Grandmother faces judgment March 23 concerning short-term rental

Christine May, owner of a shore-side house on Lake Oconee, faces judgment in Superior Court at Madison March 23 for letting the house to vacation renters.

Christine May’s house by Lake Oconee forms a backdrop to a county-placed warning near the public road.

Jeff Warren

Christine May, a 74-year-old New Jersey grandmother, faces judgment March 23 in a Morgan County court on a charge of making a short-term rental of her lakefront home here.

May’s connection to Morgan began in 2004, she detailed to the Lake Oconee News, when she bought a shoreline parcel on Lake Oconee to site a second home. Construction began in 2007 on the 2,700 square-foot, timber-frame home May envisioned for the Grayson Pointe Drive address. She received a certificate of occupancy and began making weekly rentals of the home in 2008, she said. She planned to generate retirement income from the short-term rentals and to enjoy the lake with her children and grandchildren during vacation stays at the house, she related.

At the time, no county zoning restrictions prohibited short-term rentals of such properties, May said, and vacation rentals of Lake Oconee homes were a common practice, she recounted.

Asked to clarify the zoning situation of that time, Morgan County Planning & Development Director Chuck Jarrell explained things were not as wide open as May implied. Even then the county maintained a list of permitted uses for each type of zoning, Jarrell said. “If a use is not listed in a use chart, then it is prohibited,” he explained. “Short-term rentals were not listed in 2007 or before, so the county stance is they were prohibited,” Jarrell said.

In 2008, county government mailed May a letter explaining a then recent ruling by Morgan County Chief Magistrate Connie Holt in the case of a lakefront homeowner cited for making daily rentals of his property, May said. Complaints from a neighbor prompted the case.

Holt’s ruling defined a short-term rental as a rental made for less than 30 days and said such rental activity was not a permitted use under zoning for a single-family dwelling. Believing Holt’s ruling was specific to the one case and did not apply to all lakefront homeowners, May continued her rental activity as before, she indicated.
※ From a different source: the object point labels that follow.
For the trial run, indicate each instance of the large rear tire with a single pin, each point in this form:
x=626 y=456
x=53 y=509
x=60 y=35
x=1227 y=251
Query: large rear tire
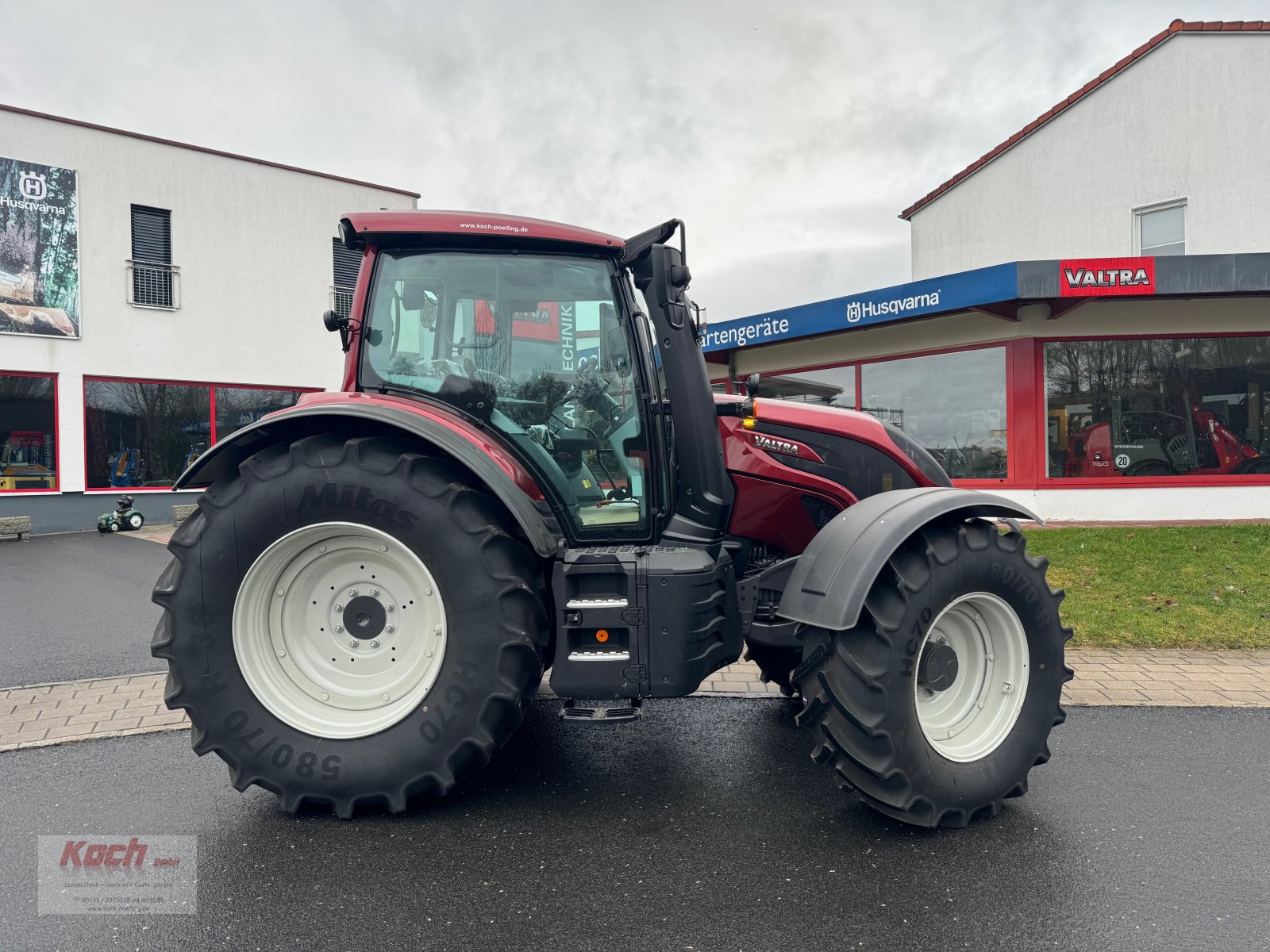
x=912 y=735
x=425 y=677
In December 2010, Morgan County government informed her of a new zoning regulation which defined and restricted short-term rentals, May recalled. She said lakefront homeowner Ron Milton, later elected to the county commission, led the push to establish the zoning regulation. Milton denied he led that effort but described the rule as a protection for homeowners. The rule prevents a structure zoned as a single-family dwelling from becoming a nuisance “party house” to neighbors, Milton said.